The face of the Australian workplace is changing rapidly. While baby boomers are increasingly moving into retirement and Gen X-ers are taking up positions in the c-suite, a new cohort of tech-savvy Gen Y, millennial and Gen Z workers are shaking up organisations nationwide.

This significant demographic shift is already underway, with a growing influx of young digital natives — those who have grown up from birth with smart devices, super-speed internet and social media — swelling the ranks of workers across Australia.

But first things first — who exactly are digital natives? According to US author and academic Marc Prensky, who’s credited with coining the term in 2001, they are workers who “think and process information fundamentally differently from their predecessors” because they have spent their entire life surrounded by technology.

It’s the influx of such tech-oriented workers that’s having a profound effect on the culture of companies across developed nations, including in Australia, as digital natives and so-called digital immigrants increasingly collide. And this impact is not set to slow down any time soon. Deloitte, for instance, predicts that by 2030 millennials — those born between 1981 and 1996 — will make up 75 per cent of the workforce.

It forecasts that as millennials grow into managerial roles, their priorities, such as working for more than just a pay packet as well as their more democratic leadership styles, will have a “huge impact” on organisations in coming years.

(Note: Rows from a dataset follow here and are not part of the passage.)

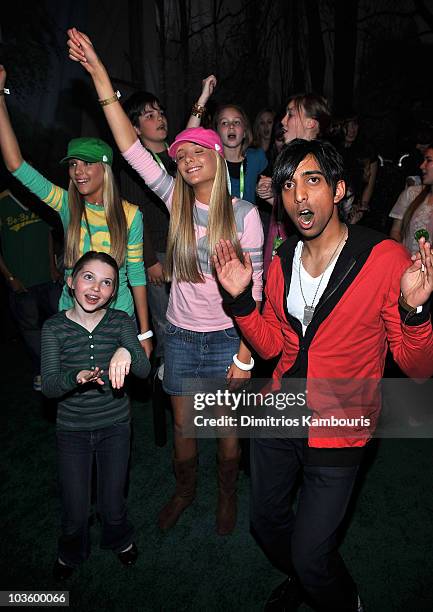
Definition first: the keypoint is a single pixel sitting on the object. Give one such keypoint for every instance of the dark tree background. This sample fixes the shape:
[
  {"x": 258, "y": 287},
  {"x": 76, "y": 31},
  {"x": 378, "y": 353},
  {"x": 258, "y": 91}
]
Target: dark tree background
[{"x": 368, "y": 55}]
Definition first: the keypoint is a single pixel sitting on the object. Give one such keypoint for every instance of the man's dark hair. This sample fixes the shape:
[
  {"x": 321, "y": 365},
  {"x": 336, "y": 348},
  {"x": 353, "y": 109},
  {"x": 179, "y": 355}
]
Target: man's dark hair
[
  {"x": 136, "y": 104},
  {"x": 329, "y": 160}
]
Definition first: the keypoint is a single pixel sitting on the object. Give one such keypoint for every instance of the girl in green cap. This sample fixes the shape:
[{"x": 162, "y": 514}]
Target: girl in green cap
[{"x": 94, "y": 216}]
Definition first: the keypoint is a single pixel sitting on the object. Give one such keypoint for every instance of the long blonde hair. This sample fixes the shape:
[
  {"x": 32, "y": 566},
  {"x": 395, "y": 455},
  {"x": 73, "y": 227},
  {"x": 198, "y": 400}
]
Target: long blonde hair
[
  {"x": 115, "y": 215},
  {"x": 182, "y": 259}
]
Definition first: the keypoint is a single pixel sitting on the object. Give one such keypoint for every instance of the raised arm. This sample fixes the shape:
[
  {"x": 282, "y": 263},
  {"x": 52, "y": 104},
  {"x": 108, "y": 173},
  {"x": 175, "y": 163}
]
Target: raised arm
[
  {"x": 81, "y": 50},
  {"x": 208, "y": 86},
  {"x": 8, "y": 141}
]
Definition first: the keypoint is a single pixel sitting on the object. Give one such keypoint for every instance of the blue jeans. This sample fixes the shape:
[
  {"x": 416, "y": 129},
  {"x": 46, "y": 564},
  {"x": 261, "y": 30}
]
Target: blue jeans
[
  {"x": 29, "y": 309},
  {"x": 305, "y": 542},
  {"x": 75, "y": 452}
]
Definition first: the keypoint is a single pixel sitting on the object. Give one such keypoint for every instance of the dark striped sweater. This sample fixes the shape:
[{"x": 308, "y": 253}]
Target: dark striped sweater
[{"x": 68, "y": 348}]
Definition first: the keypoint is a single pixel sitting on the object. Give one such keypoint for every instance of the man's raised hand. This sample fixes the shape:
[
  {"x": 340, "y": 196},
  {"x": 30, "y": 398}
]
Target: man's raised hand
[{"x": 417, "y": 281}]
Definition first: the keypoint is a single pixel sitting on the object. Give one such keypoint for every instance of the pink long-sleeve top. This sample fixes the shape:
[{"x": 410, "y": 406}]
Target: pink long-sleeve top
[{"x": 198, "y": 306}]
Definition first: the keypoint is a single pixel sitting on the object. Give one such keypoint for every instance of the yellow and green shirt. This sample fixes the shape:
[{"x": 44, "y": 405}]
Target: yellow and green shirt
[{"x": 132, "y": 271}]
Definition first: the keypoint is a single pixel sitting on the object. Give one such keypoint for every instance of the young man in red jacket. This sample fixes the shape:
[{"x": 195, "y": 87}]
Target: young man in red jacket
[{"x": 335, "y": 300}]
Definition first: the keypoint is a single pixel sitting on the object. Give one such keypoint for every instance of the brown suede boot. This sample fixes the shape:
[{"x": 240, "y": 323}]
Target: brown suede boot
[
  {"x": 186, "y": 478},
  {"x": 228, "y": 470}
]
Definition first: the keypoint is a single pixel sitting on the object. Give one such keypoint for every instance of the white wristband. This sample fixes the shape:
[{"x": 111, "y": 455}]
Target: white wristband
[
  {"x": 241, "y": 365},
  {"x": 146, "y": 335}
]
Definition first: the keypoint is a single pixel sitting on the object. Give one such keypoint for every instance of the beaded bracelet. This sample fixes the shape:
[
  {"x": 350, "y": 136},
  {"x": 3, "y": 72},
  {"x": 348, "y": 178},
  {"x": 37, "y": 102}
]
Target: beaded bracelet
[
  {"x": 145, "y": 335},
  {"x": 114, "y": 98},
  {"x": 241, "y": 365}
]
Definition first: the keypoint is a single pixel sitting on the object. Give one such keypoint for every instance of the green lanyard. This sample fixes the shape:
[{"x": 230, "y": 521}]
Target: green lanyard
[{"x": 241, "y": 181}]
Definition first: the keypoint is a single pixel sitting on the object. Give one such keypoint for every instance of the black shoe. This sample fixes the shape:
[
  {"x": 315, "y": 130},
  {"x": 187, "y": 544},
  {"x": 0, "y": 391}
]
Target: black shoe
[
  {"x": 62, "y": 572},
  {"x": 287, "y": 597},
  {"x": 129, "y": 557}
]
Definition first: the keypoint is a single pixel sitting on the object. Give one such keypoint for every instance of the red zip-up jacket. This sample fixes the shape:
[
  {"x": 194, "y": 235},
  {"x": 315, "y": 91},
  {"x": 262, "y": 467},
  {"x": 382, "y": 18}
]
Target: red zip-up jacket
[{"x": 354, "y": 322}]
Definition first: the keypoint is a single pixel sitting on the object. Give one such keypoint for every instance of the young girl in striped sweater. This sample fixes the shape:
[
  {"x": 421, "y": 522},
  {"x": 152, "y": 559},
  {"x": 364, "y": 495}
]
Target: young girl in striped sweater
[
  {"x": 87, "y": 351},
  {"x": 201, "y": 339}
]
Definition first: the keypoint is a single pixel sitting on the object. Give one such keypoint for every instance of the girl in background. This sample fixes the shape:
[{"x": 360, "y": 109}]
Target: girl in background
[
  {"x": 245, "y": 163},
  {"x": 262, "y": 129},
  {"x": 201, "y": 340},
  {"x": 87, "y": 351}
]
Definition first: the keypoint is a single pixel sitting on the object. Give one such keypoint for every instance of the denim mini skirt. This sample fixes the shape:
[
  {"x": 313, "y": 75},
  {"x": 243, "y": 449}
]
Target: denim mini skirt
[{"x": 195, "y": 355}]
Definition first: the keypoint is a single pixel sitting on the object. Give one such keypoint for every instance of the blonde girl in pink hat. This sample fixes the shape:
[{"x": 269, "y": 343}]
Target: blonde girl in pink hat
[{"x": 202, "y": 341}]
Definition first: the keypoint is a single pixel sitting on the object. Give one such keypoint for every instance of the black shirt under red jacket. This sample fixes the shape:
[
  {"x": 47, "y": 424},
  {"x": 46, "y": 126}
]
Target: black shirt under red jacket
[{"x": 355, "y": 321}]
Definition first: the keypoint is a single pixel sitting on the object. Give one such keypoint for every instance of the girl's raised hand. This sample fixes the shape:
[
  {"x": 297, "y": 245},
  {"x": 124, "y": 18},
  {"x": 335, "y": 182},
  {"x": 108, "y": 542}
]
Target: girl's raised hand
[
  {"x": 81, "y": 50},
  {"x": 233, "y": 275},
  {"x": 2, "y": 76},
  {"x": 208, "y": 86},
  {"x": 86, "y": 376},
  {"x": 119, "y": 367}
]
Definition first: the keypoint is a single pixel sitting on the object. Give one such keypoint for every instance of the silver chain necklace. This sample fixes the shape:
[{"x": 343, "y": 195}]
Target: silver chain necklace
[{"x": 309, "y": 310}]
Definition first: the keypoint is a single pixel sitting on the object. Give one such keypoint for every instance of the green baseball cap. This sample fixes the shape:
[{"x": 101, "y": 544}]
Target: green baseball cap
[{"x": 89, "y": 149}]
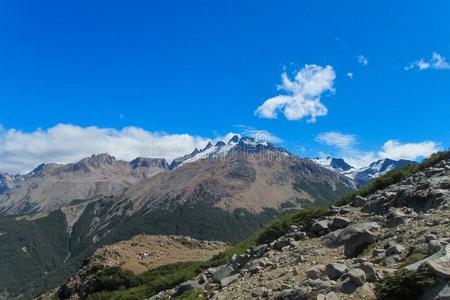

Innovation, too, is another area where the impact of digital natives is being felt, with digital natives starting to shape how organisations develop, manage, and challenge it. In particular, young workers — in contrast with baby boomers or those from Gen-X – tend to view tech as the key solution to many of the social and business challenges we face today.

Digital natives: a driving force for innovation

Indeed, when it comes to innovation, digital natives are wired very differently to older workers and put their faith in tech as a driver or critical business and social breakthroughs.

In the current context, this is clear as companies grapple with innovative tech such as social media platforms like Airbnb and Uber, driverless cars, blockchain and on-demand economy start-ups pioneered in many cases by digital native founders and entrepreneurs.

Such innovative work is due, in part, to the outlook and characteristics typical of the digital native worker. Digital natives, for instance, understand the importance — and business utility — of big data. They enter organisations with highly developed IT skills and know, usually in far more depth than older managers, how data, if harvested and harnessed correctly, can enable prediction and decision-making that leads to business breakthroughs.

Digital natives, due to their tech-saturated upbringing, are also uniquely placed to leverage tech to drive innovation on the client experience side. That’s because this young cohort of workers has grown up with rapidly changing trends in technology and hence are familiar with the need to keep pace with rapidly shifting demands from consumers. Simply put, they understand that what was once considered excellent can become good and then mundane in a matter of months as competitors update their digital offerings.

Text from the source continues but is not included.